Allegations of Abuse Marred Stan Lee’s Last Years — A Guardianship Might Have Protected Him

Posted on March 13, 2019 by Amanda DiChello

Stan Lee was revered as the genius behind the creation of a pantheon of superheroes who righted wrongs and defended the weak. But he turned out to be the one who might have needed rescuing in his final years.

Lee, the former head of the Marvel Comics empire, who personally co-created pop culture icons including Spider-Man, Black Panther, the X-Men and the Hulk, died on November 12, 2018, at 95. His estate has been valued at approximately $50 million. However Lee's legacy has been clouded by accusations of financial mismanagement and elder abuse, levied against his daughter, friends, and business associates.

The most carefully planned estate doesn't protect someone before he or she dies. But in Lee's case, a guardianship might have protected his assets and quality of life.

In his last years, Lee was ill and grieving the loss of his wife, Joan, who died in 2017 after nearly 70 years of marriage. He had a contentious relationship with a changing roster of attorneys and business managers. He also had a volatile relationship with his only child.

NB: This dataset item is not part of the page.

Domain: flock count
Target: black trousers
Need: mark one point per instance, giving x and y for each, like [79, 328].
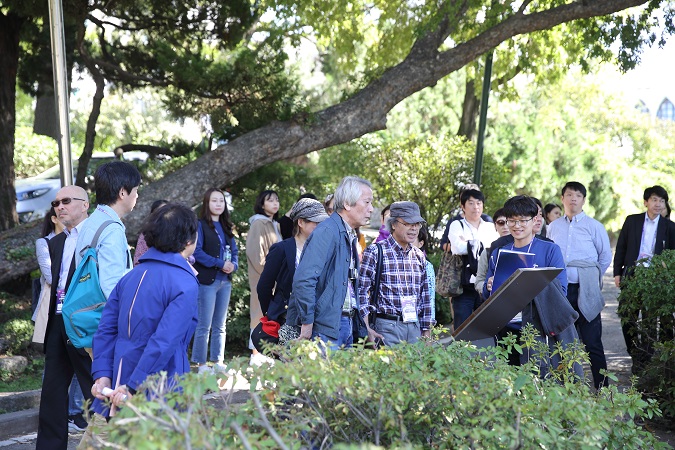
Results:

Months before Lee died, attorneys representing his daughter and former manager were in court fighting over who represented the Lee family interests. The court also granted an elder abuse restraining order against the former manager, according to The Associated Press.

An increasing number of people are living well into their 90s and beyond, but accompanying health and memory problems make them very vulnerable to exploitation, giving rise to elder abuse and financial power of attorney abuse. While a family member may be the official or unofficial caretaker for the individual, many people can't or shouldn't rely on family to help manage their personal and financial affairs.

While guardianship is the most restrictive means of providing for the care of an individual with mental incapacities, other alternatives, including powers of attorney, are not always the solution to the problem. While many practitioners recommend powers of attorney as a means of avoiding guardianship, significant elder abuse can and does occur through the use of a power of attorney, particularly financial abuse.

In most states, an agent under a durable power of attorney has no obligation or duty to report to anyone but the principal. In the case of incapacitated principals or principals with diminished mental capabilities, the agent's actions are likely not monitored at all because the principal is incapable of doing so.  In those cases, the financial abuse may continue for years before it is eventually discovered and in some instances, it may not be discovered until after the principal's death.

Guardians, on the other hand, are appointed by and monitored by the court and are subject to court oversight and various court reporting requirements, which is why many instances of power of attorney abuse eventually lead to the institution of court supervised guardianships.

An estimated 1.3 million adults are under the care of guardians --- either family members or professionals, according to the Senate Aging Committee. A guardian can have significant authority over the individual's life, deciding when and where to seek medical care, how retirement savings will be spent, and who can visit the individual.

In Lee's case, with so many people vying for his attention and assets, appointing an independent professional guardian might have helped to reduce the turmoil of his later years.

But guardianships are only as effective as the people appointed as guardians and the system supporting them.

In November 2018, the Senate Aging Committee issued a report recommending ways to improve the guardianship program, including:

  • Enhanced monitoring of guardianship arrangements;

  • Criminal background checks on all prospective guardians;

  • Improved collaboration among government agencies, community organizations, and the courts; and

  • Training for guardians, family members, and court staff on guardianship responsibilities and on how to spot signs of abuse.

To facilitate its recommendations, the committee announced the introduction of a bill called the Guardianship Accountability Act. The proposed bipartisan legislation would also expand the availability of federal grants to improve the guardianship system.

As an example, the Supreme Court of Pennsylvania adopted a new Rule 501 to the Pennsylvania Rules of Judicial Administration on August 31, 2018, which implemented a new statewide Guardianship Tracking System (GTS). The GTS tracks all data pertaining to adult guardianship cases and is the exclusive electronic filing system with which guardians report to the court. The GTS includes the filing of inventories and reports, and its goal is to allow for increased monitoring of guardian activity while streamlining and improving the guardianship filing process.

Lee's unfortunate and widely publicized situation can hopefully serve as a wake-up call to individuals and their families when planning for their end-of-life care.